Furthermore, the most unfortunate part of this strategy is that, perhaps subconsciously, it parts from a colonized vision. The implicit rationale is: I know that statehood is bad for the USA and PR, and if I came to that conclusion, Americans, who are so intelligent and infallible, will have to reach that same conclusion. In other words, the premise is that it’s impossible for the Unites States to make a mistake.
But history shows us the opposite. There is the Vietnam War, and more recently, the Iraq War, the instability in Libya and the disaster Syria is currently living.

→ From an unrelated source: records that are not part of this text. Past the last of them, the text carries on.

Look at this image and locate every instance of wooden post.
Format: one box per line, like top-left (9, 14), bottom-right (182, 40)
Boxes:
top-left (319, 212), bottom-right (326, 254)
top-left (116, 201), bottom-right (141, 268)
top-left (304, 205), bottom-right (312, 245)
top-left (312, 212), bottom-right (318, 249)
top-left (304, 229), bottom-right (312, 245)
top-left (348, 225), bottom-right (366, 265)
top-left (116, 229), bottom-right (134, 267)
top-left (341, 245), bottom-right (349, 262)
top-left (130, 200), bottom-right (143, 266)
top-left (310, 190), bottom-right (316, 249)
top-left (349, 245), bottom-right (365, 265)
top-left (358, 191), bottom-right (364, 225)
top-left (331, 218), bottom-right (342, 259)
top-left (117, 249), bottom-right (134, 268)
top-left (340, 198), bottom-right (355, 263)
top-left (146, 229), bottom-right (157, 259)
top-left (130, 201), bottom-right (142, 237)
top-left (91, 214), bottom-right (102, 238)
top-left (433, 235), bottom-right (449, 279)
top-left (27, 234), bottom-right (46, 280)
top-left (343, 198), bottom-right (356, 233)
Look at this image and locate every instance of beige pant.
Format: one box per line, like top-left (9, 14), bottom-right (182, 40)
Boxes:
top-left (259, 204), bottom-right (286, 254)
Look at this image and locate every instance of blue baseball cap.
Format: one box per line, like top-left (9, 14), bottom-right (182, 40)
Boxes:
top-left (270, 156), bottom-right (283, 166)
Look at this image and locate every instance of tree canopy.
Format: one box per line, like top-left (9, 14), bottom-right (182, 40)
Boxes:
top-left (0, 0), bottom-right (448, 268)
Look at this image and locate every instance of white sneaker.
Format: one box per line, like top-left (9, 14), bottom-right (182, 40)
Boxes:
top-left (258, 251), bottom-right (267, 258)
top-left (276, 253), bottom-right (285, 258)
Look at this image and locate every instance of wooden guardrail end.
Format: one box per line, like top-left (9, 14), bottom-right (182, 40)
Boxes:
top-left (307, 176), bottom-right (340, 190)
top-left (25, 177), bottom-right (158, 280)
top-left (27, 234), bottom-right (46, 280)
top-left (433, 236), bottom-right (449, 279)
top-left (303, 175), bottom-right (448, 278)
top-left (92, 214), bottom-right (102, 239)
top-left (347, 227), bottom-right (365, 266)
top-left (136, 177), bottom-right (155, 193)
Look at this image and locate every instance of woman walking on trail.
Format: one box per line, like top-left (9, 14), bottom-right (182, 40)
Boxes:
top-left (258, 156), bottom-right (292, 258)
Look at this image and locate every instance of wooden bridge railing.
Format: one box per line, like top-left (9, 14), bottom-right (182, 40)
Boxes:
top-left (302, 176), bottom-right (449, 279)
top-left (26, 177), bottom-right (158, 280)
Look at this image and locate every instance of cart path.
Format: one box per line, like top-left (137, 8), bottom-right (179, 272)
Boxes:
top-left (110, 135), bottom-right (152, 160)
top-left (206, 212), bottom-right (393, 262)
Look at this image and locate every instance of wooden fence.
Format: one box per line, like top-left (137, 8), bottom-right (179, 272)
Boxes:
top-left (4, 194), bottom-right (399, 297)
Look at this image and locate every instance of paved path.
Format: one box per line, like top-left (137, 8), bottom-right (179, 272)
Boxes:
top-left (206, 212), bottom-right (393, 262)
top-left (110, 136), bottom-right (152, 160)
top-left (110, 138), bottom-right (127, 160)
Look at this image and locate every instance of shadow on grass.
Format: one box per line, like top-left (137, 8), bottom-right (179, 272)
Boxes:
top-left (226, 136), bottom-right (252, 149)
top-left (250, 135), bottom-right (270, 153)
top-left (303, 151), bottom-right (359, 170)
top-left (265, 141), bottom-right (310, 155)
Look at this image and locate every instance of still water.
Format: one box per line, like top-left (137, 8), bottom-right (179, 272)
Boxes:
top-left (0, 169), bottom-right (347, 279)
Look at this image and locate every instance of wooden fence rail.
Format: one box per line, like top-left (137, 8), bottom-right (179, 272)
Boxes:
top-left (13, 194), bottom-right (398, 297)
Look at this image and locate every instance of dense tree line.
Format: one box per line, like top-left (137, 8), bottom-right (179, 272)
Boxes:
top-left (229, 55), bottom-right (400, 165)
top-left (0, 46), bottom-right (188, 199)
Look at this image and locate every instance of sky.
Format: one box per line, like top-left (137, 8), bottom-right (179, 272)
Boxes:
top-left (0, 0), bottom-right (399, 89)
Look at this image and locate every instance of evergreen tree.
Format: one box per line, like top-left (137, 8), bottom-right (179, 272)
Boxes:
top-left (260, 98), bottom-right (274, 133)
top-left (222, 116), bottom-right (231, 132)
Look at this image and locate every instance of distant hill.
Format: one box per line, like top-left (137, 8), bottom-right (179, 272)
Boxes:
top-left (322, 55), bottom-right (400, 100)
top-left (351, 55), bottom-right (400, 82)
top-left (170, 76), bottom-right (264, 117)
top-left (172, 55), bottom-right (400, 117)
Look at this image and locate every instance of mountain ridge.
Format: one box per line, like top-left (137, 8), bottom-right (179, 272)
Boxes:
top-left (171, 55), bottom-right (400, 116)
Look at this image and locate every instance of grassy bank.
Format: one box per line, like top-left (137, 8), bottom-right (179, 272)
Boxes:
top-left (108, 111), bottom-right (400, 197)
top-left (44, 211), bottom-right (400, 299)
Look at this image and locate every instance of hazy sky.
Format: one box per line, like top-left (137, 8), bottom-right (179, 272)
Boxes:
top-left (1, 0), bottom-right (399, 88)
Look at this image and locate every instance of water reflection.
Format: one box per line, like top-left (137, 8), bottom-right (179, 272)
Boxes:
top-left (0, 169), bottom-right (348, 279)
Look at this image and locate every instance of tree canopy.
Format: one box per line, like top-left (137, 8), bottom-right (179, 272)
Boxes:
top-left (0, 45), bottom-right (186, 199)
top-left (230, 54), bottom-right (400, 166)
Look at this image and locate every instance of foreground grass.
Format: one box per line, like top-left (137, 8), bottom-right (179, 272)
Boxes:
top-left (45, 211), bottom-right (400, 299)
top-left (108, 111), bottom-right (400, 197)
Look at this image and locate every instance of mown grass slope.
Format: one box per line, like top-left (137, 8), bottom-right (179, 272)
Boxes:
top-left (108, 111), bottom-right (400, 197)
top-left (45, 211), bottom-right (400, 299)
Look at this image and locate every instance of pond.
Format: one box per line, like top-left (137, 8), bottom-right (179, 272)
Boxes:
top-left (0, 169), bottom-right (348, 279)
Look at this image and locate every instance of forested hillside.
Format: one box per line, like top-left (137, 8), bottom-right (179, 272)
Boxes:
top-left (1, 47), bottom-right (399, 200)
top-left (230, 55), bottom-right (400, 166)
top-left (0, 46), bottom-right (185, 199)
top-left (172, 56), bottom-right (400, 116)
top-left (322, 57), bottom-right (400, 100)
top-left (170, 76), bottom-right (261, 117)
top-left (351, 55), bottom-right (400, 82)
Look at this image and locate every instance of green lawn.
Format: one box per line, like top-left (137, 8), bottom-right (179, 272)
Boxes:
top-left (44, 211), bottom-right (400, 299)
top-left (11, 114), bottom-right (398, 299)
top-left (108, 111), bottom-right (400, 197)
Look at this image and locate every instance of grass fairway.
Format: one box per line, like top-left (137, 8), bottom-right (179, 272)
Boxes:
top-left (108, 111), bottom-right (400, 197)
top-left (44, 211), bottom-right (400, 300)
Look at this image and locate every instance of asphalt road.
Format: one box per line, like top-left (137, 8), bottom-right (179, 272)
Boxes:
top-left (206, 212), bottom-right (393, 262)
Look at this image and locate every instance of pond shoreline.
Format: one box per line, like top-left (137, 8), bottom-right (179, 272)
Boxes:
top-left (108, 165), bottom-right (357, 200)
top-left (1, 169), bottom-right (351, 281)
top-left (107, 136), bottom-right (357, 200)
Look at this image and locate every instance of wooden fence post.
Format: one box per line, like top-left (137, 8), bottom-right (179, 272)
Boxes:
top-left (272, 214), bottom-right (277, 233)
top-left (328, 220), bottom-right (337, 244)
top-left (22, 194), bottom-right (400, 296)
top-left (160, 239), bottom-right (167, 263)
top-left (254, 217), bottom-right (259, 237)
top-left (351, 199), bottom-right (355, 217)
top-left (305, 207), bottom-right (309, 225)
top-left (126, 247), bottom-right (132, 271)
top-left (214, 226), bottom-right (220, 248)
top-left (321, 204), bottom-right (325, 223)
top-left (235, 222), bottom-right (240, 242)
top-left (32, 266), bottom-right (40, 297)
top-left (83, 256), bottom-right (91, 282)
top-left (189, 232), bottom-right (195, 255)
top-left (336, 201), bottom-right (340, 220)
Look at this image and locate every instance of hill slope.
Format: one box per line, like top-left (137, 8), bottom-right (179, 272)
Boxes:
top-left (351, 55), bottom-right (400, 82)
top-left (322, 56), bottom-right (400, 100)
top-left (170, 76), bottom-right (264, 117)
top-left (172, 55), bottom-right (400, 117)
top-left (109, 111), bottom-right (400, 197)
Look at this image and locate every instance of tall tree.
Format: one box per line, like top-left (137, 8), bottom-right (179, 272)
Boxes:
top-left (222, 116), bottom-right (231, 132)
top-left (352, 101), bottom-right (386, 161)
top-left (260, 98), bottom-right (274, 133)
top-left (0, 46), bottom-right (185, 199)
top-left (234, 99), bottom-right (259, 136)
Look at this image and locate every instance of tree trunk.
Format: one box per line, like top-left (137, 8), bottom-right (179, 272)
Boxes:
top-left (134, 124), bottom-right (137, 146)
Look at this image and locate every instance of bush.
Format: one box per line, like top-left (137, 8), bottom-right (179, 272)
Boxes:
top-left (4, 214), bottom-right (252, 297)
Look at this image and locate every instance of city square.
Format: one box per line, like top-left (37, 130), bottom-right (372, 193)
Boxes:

Any rational analysis of what led to each of these events confirms that such interventions were bad for the United States, but acting under mistaken premises, and/or particular intentions, the United States made those mistakes, which cost the lives of many American citizens (including Puerto Ricans) and international disrepute.
In the case of Puerto Rico there are irrefutable facts that we can’t forget:
1. After a relationship of more than 116 years, the United States does not understand Puerto Rico.
2. The United States does not understand that we are a nation with our own personality, identity and culture. For many American leaders, including President Obama, Puerto Rico is simply the place where 3.5 million American citizens live. For others, we are just another minority within the broad “melting pot” that is America. Given this ignorance, they treat us like any of the other minorities that have integrated themselves into their society, and not as a nation with its own identity.
3. The United States does not understand Puerto Rico’s particular economic situation. They don’t understand that we are a society with a developing economy that lives and survives within the most developed economy in the world. From that perspective, it’s difficult for them to understand the effects that total integration would have upon the Puerto Rican economy.
4. The immediacy of US politics can reduce the topic of statehood to the immediate electoral conveniences of one party or the other, without focusing on the consequences.
For me, statehood means the death of Puerto Rico. For the United States, it means its transformation into a multinational state, something they are not and don’t know. The negative consequences for both are too high, but let’s not make the mistake of thinking and acting like they are infallible and don’t make mistakes. We need to educate ourselves and we have to educate them. Remember Vietnam, remember Iraq.